Im Duell mit den Oberpfälzern

Mit Frankenlob spart er nicht – das gilt insbesondere für die Fastnacht in Franken, wo er ja jedes Jahr gegen die geballte Macht der Oberpfalz, die Altneihauser Feierwehrkapelln, auftrumpfen muss. „Mir Franken, wir sind ja die Südamerikaner Deutschlands – Tango, Rumba, Cha-Cha-Cha, das haben wir im Blut.“ Im Vergleich mit den so „taktlos“ auftretenden Altneihausern nimmt man ihm das glatt ab.

Länger als drei Stunden dauert ein Abend mit Müllers aktuellem Programm „Ausfahrt freihalten“. Da braucht es Sitzfleisch und gute Zwerchfellmuskulatur. Das Publikum kann davon aber scheinbar nicht genug kriegen. „Keine Minute Langeweile“, schrieb neulich ein Fan nach dem Aufttritt in Parsberg. Ein anderer meinte: „Grünwald und Co. können heimgehen.“ Und Andrea Berg und Helene Fischer? Die können langsam auch einpacken. Mit Hall und Hüftschwung schafft es Michl Müller irgendwann auch noch in die Schlagercharts.

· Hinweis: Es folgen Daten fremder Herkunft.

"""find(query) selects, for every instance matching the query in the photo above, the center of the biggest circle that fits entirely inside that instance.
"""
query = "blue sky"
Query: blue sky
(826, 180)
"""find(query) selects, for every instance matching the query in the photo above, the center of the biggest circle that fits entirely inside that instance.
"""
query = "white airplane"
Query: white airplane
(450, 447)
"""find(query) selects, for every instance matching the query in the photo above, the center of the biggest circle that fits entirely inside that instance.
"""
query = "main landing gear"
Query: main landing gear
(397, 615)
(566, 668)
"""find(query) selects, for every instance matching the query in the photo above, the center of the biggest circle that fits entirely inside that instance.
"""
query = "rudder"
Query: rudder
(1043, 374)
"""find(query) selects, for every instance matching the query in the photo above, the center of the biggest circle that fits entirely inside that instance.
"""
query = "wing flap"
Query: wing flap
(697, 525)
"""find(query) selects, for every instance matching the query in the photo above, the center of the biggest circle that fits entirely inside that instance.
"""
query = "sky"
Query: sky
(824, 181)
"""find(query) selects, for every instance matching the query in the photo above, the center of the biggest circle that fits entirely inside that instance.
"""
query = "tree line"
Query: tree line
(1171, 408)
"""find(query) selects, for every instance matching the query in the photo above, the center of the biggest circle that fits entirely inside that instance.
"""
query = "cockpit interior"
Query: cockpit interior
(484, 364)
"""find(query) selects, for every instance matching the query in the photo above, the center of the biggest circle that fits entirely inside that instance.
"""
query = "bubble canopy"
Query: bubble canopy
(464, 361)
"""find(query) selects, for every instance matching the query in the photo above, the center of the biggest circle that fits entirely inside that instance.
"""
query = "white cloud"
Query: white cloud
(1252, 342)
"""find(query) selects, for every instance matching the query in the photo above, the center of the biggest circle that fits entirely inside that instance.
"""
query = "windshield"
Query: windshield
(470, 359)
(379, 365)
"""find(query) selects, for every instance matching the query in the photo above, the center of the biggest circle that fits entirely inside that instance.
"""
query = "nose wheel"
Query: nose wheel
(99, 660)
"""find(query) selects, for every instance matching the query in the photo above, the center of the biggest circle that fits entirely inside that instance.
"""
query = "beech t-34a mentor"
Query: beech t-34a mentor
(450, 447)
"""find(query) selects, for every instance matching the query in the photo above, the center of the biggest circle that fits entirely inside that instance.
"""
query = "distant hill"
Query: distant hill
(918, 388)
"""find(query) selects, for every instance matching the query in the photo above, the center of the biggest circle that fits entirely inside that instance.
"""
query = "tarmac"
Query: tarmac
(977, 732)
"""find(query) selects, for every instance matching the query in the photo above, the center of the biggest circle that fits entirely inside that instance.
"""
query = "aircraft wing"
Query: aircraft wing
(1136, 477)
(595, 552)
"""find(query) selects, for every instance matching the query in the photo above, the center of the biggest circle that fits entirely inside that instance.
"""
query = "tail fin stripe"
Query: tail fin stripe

Wir verlosen für Kurzentschlossene fünfmal zwei Karten für den Auftritt von Michl Müller am 19. November um 20 Uhr in der Mehrzweckhalle in Obertraubling. Wer gewinnen will, schickt eine E-Mail angewinnspiel@mittelbayerische.de. Stichwort: Michl Müller. Einsendeschluss ist der 16. November um 20 Uhr. Die Gewinner müssen die Karten im Verlagsgebäude des Mittelbayerische Medienhauses abholen!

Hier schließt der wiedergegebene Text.